Thursday, January 25, 2018

Cemetery

A poem about buying a cemetery plot in the 22 January issue of The New Yorker, triggered a memory of our family's twice a year trek to the grave of my grandfather, uncle and aunt. My grandmother would plant flowers, often purple and yellow pansies in the spring and yellow chrysanthemums in the fall.

The selection of the flowers from Weston's florist had been the first stop. The florist had an earthy smell and the greenhouse always felt warmer than the air outside.

When finished sprucing up the grave, my grandmother did the same for her sister-in-law's family. Auntie Maud lived in New Jersey and wasn't able to do it herself.

My brother and I would run around, sometimes fill the water bucket for my grandmother, sometimes just letting out excess energy knowing we have to sit still when we ate lunch at a restaurant afterwards. We neither loved or hated doing those trips, it was just part of our lives like brushing teeth or eating red flannel hash after a New England boiled dinner.

My Aunt Lois died in 1915, at a year old. She had failed to flourish. My grandfather, worried about my grandmother, insisted they go to see family on the coast. Half way there, my grandmother insisted on going back. She walked into the house, picked Lois up and within minutes lost her daughter forever.
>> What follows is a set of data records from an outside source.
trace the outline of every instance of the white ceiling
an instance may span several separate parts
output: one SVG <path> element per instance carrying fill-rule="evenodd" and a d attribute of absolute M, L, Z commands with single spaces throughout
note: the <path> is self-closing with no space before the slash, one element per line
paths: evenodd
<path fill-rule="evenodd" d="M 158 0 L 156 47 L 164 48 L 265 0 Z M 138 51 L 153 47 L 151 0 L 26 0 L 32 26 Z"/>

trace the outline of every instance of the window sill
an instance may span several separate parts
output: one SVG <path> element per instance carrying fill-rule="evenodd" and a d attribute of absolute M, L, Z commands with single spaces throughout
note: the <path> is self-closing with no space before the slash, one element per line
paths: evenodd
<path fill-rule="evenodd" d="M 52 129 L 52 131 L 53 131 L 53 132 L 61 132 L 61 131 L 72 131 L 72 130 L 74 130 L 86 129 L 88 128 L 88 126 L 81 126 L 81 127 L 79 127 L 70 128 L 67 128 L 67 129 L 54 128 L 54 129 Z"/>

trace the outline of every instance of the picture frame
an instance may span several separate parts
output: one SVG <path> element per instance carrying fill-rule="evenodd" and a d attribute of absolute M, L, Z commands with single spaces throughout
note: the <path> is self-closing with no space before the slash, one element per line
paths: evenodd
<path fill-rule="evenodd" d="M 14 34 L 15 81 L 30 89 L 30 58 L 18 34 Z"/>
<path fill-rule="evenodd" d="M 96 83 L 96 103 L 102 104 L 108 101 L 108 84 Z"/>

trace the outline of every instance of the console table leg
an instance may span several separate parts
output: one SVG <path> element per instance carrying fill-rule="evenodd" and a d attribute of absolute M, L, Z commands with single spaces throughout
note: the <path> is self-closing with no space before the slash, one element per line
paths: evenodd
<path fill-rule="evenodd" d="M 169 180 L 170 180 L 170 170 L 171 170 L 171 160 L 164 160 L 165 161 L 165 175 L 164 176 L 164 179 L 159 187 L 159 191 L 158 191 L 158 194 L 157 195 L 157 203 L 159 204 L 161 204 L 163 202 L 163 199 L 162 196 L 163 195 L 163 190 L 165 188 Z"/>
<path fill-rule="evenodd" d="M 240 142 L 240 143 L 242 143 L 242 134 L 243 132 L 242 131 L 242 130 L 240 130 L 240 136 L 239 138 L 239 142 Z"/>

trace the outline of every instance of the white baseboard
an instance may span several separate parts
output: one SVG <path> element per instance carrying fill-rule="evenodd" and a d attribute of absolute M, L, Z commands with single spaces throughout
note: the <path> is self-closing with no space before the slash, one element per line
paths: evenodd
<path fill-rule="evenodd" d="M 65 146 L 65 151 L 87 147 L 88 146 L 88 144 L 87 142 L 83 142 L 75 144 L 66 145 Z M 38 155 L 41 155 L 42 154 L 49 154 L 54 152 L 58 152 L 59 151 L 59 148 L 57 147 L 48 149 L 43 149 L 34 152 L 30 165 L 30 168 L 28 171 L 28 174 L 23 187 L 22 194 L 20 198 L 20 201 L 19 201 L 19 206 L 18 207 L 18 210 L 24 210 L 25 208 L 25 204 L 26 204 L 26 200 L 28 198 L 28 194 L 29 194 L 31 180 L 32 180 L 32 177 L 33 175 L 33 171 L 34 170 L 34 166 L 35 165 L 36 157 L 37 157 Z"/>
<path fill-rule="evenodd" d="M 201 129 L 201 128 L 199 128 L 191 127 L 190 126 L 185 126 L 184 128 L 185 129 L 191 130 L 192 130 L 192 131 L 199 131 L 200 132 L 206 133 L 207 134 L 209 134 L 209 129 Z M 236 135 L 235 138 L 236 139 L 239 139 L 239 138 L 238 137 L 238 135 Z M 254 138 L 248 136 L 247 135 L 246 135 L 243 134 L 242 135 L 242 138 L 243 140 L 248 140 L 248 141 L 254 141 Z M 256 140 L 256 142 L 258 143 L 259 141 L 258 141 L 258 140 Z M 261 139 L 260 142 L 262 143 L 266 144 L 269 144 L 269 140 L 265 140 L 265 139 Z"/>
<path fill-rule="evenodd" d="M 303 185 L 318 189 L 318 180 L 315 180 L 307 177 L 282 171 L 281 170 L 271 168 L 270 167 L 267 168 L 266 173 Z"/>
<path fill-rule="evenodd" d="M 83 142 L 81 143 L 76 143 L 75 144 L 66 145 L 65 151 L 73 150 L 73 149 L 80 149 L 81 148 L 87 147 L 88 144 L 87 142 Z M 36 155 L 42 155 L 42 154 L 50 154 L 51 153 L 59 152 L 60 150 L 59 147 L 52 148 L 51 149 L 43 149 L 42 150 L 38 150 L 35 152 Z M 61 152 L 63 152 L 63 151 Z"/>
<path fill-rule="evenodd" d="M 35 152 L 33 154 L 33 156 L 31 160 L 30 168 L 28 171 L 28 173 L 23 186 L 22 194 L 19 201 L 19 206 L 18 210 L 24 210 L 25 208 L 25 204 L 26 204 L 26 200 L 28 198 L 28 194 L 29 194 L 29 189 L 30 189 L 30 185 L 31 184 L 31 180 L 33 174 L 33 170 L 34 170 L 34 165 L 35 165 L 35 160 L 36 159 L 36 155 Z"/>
My Uncle Gordon died at 33 of a cerebral hemorrhage during the night.

My grandfather joked he wanted to be buried in his beloved veggie garden, claiming, the tomatoes would be wonderful with him fertilizing. Imagine the shock when we arrived one time to see a flourishing tomato plant over where he was buried, the only one in the cemetery, which is located in a city nowhere near a farm.

When my grandmother died, my mother kept postponing adding my grandmother's name to the tombstone. I finally did it myself.

Once my grandmother was gone, we no longer tended the graves.

My mother wanted to be cremated and her ashes spread in the woods which she loved looking at from her North Andover apartment balcony even though she said terrible things went on the woods (read teenagers making out and maybe more).

On the day my brother and I would follow her wish, I picked up my girlfriend. I found her sitting on the stoop of her Boston townhouse. "I checked Emily Post to see what you wear to an illegal ash scattering of a woman you don't like on Earth Day," she said. We wore jeans and sneakers, had my two Japanese chins, Amadeus and Albert with us, and ate at MacDonald's afterwards. The dogs split a plain burger.

Later I was telling a co-worker named Bill about it. We were a small firm of eight, four of which had the name Don or Donna. Bill said I should write a story about my mother's ghost who killed any teenager making out in the woods. 

I read the poem in bed, my puppy Sherlock curled up between myself and my husband. The church bells did their usual seven o'clock symphony. It also dawned on me that I had spent ten days in the spring at my daughter's in Malden. I could have gone to the cemetery, but it never entered my mind.

Why?

The people who are buried there have left only their earthly remains. Who they were, what they did is part of me wherever I go.